On Sat, Nov 10, 2007 at 05:08:11PM +1100, Steve Bennett wrote:
On 11/10/07, Jay R. Ashworth jra@baylink.com wrote:
Or, and here's an idea I don't see much, we could define **bold** and //italics// as *additional* ways to punctuate such things, and keep the old ones until they wither and die.
L'//arc de Triompe// would be *entirely* unambiguous.
And wrong :) You mean L'**arc de Triomphe**. It's an appealing idea (and certainly // and ** is better than '' and ''') but means the parser passes through an even more complex phase.
It's *bold*?
(As I continue to note, any extended syntax in this specific area should track historical usage as closely as possible to comply with the Principle of Least Surprise.)

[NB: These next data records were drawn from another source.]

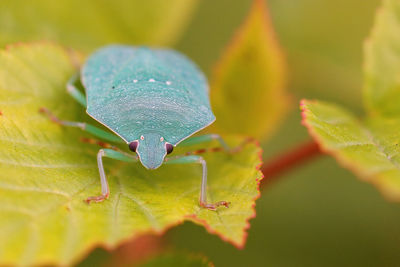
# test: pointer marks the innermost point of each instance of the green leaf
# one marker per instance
(247, 88)
(89, 24)
(46, 173)
(370, 147)
(176, 259)
(382, 62)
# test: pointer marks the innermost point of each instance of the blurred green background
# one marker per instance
(319, 214)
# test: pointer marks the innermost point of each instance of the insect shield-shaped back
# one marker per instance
(134, 91)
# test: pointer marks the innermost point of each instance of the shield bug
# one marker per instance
(150, 99)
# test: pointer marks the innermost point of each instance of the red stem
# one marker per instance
(288, 160)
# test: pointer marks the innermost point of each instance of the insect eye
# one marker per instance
(169, 148)
(133, 146)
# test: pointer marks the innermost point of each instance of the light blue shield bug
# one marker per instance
(151, 99)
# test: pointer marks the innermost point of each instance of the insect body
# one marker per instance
(151, 99)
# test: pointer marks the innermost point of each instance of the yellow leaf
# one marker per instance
(248, 94)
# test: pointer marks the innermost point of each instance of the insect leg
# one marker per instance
(75, 92)
(109, 153)
(203, 189)
(204, 138)
(82, 125)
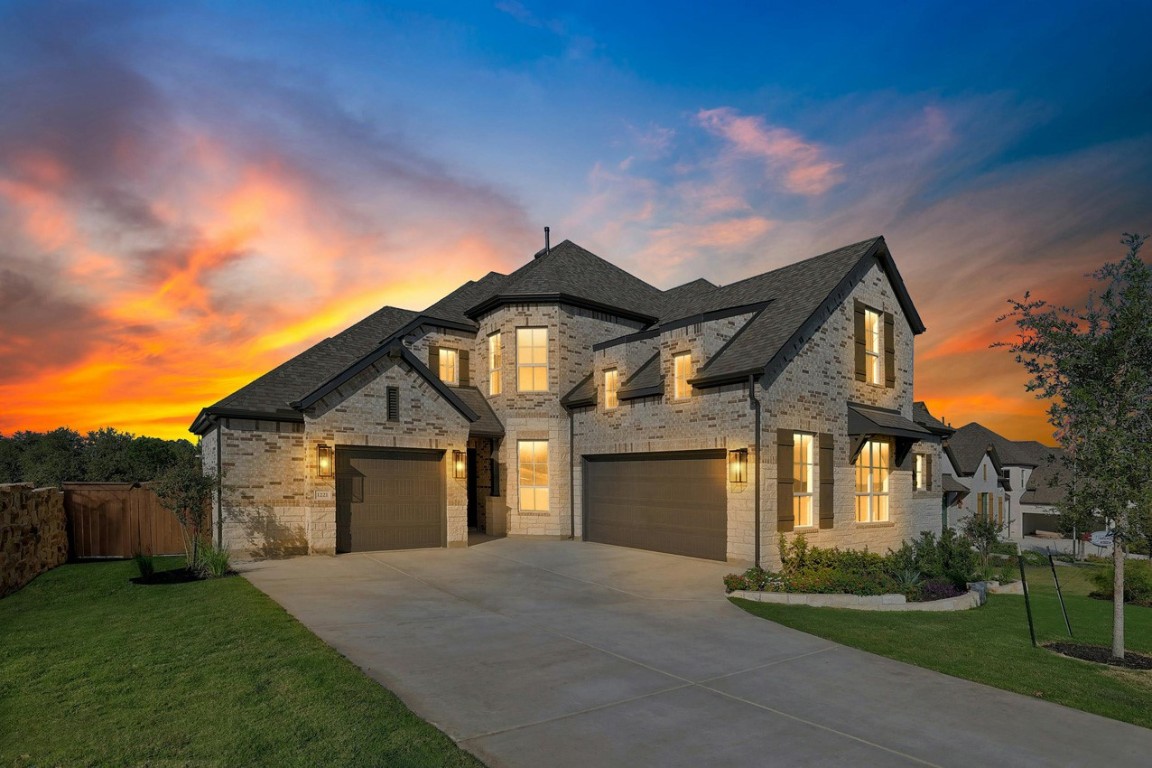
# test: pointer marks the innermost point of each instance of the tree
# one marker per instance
(50, 458)
(1093, 365)
(187, 492)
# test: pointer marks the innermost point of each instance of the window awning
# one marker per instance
(866, 421)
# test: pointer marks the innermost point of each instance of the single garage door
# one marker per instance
(389, 499)
(666, 502)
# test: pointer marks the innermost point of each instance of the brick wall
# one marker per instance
(33, 534)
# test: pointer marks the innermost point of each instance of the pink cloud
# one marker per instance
(803, 165)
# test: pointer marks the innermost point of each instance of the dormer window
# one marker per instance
(449, 366)
(681, 371)
(532, 359)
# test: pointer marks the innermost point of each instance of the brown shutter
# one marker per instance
(786, 519)
(889, 350)
(827, 480)
(861, 342)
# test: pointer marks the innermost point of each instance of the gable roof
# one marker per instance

I don't think the principle of least surprise even comes into it. You can't change syntax overnight for far more pragmatic reasons, like you simply can't train everyone on the new syntax fast enough. Principle or no principle.
Not my point. You're discussing speed of cut, I'm discussing *target* of cut.
It shouldn't be all *that* hard to instrument the parser to flag such
constructs and put them in extra columns or a parallel table.
Make analytical work a lot easier, too.
I'm not sure which constructs you're talking about? Why do you need to flag ** and //?
My assertion was that, for analytical purposes, if it was practical to run it, we could instrument the parser to log somewhere the count of constructs it parses on each page, which would save grinding the entire database to get the statistics of which I speak. The users would grin it for us.